Definition of Salary Cap
What does the term "salary cap" mean as it applies to the world of sports? What is meant by the term "salary cap"?
In sports, a "salary cap" is a preset limit on the amount of money that teams can spend on player salaries over the course of one year.
There are two forms of salary caps - a "hard cap" and a "soft cap".
A "hard cap", which is used by leagues such as the NFL and NHL, means that teams can not spend above a certain amount or else they will be subject to potentially severe sanctions. In the NHL, for instance, if teams spend above the cap, they will be subject to fines of up to $5 million, forfeiture of draft picks and even forfeiture of games. In the 2011-12 season, the National Hockey League had a hard cap of $64.3 million.
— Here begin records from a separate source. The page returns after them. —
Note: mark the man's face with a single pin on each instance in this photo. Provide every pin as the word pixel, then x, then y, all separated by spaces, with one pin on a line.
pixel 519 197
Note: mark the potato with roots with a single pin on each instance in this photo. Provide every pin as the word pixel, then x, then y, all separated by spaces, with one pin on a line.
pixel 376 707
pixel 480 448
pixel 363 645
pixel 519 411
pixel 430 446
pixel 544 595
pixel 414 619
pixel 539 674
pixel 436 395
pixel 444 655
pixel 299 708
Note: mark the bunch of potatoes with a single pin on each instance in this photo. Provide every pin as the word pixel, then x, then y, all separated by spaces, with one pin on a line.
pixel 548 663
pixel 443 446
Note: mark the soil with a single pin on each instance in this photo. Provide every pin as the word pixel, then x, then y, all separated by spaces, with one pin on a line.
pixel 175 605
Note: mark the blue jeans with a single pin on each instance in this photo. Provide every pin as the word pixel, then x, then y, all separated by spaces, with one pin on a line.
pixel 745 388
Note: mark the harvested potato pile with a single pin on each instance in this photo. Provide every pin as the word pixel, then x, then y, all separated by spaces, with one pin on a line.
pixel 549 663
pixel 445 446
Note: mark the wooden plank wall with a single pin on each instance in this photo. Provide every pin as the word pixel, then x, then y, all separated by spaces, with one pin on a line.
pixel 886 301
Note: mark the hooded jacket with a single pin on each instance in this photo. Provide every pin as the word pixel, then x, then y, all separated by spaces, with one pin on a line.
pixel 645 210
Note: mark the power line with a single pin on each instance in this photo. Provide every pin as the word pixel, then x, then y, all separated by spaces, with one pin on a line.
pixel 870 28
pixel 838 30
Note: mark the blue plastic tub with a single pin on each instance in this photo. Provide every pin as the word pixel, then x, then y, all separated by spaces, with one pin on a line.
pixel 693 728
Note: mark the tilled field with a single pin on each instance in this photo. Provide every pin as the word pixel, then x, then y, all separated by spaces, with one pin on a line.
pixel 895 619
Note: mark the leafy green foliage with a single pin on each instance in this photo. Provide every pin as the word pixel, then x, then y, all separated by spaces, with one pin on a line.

A "soft cap", on the other hand, is when teams are allowed to spend above a certain amount if they are willing to incur a financial penalty (usually known as a "luxury tax"). Both Major League Baseball (MLB) and the National Basketball Association (NBA) employ "soft caps" with luxury taxes. If you spend above a certain amount in both leagues, you will be forced to pay a luxury tax, with this luxury tax money being distributed to teams in smaller markets. The New York Yankees, for instance, spend far above the "soft cap" every year in Major League Baseball, with the luxury tax money that they spend being distributed to smaller revenue teams such as the Pittsburgh Pirates and Miami Marlins.